The Stages

  • After Thursday evening’s glamorous Monte-Carlo start in Casino Square, two tough stages in darkness in the Alps punctuate the run up to Gap.
  • Two loops of three remote tests south of the town form a compact but tiring Friday, which contains almost 145km of against-the-clock action.
  • Equally gruelling third leg on Saturday features five more stages, all but one north of Gap, before the last service of the rally there and a long journey back to Monaco.
  • Sunday’s finale, as is traditional, runs in the Alpes Maritimes mountains above the Principality and features two passes over the legendary Col de Turini.

Iconic Stage

  • Col de Turini. One of the sport’s iconic locations, where enormous crowds will gather to watch competitors cross the mountain summit in the La Bollene Vesubie – Peira Cava test in the final leg. An incredible atmosphere and a ‘must-do’ for visitors.
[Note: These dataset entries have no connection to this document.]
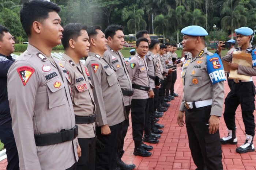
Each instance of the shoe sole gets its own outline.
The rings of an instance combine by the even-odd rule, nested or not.
[[[236,151],[237,153],[239,153],[240,154],[244,154],[244,153],[247,153],[249,152],[253,152],[255,150],[255,149],[252,149],[250,150],[247,151],[240,151],[239,150],[237,150],[237,149],[236,149]]]
[[[138,154],[138,153],[136,153],[136,152],[133,152],[133,155],[135,155],[136,156],[140,156],[141,157],[149,157],[151,155],[152,155],[152,153],[151,153],[151,154],[148,155],[142,155],[142,154]]]

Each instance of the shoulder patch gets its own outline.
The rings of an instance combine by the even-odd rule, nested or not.
[[[131,66],[131,67],[132,69],[134,69],[135,68],[135,66],[136,66],[136,64],[135,63],[131,63],[130,64],[130,65]]]
[[[96,73],[96,72],[97,71],[97,69],[98,69],[98,68],[99,67],[99,65],[98,64],[94,63],[91,64],[91,67],[92,67],[93,69],[93,70],[94,71],[94,73]]]
[[[35,72],[35,69],[30,67],[23,66],[17,69],[17,71],[25,86]]]
[[[0,62],[5,62],[5,61],[8,60],[8,59],[3,56],[0,56]]]

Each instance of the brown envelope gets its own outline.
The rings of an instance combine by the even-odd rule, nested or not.
[[[234,51],[232,54],[232,62],[246,67],[252,68],[252,55],[250,53],[242,51]],[[230,70],[229,78],[236,79],[244,81],[249,81],[250,76],[238,73],[238,70]]]

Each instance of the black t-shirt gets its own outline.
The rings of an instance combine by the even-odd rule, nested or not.
[[[11,128],[12,117],[7,92],[7,73],[15,60],[0,54],[0,128]]]

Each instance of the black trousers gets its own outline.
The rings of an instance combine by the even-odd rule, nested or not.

  • Essentially an asphalt rally but unpredictable mountain weather brings varied conditions.
  • Competitors must expect snow, ice and dry asphalt – often encountering all in the same stage.
  • They must balance the need for grip in winter weather with that required for dry asphalt.
  • Shrewd tyre selection providing the best compromise for frequently changing conditions is key.
  • Experience and the ability to ‘read’ conditions is vital.

Car Setup

  • Asphalt suspension.
  • Wacky tyre selections which can include studded tyres on opposite corners of the car, matched with dry weather rubber.
  • Two spare tyres is normal.
  • Additional light pods for Thursday’s night stages.

Event History

  • Rallye Monte-Carlo is the WRC’s jewel in the crown and the oldest in the calendar.
  • First run in 1911, it was designed to promote Monte-Carlo as a tourist destination, with competitors starting from different European cities before gathering in Monaco.
  • The 1966 rally became famed for its controversial outcome when giant-killing Mini Coopers claimed the top three places before being disqualified for alleged infringements of headlight regulations.

What´s new for 2018

  • Fifty per cent of the route will be new compared to 2017.
  • Thursday night’s classic Thoard – Sisteron stage over the Col de Fontbelle will be contested in that direction for the first time in WRC history.

Top Highlights 

  • The 2018 WRC season opening in Monaco’s Casino Square.
  • Thursday night’s opening two special stages – a rare opportunity to experience the magical atmosphere, sights and sounds of WRC competition in darkness.
  • Gap service park. Watch the teams work against the clock to prepare their cars for the following day’s action in Thursday, Friday and Saturday’s end-of-day 45-minute service.
  • Sunday’s finish outside the Palace in Monaco, with monarch Prince Albert presenting the prizes.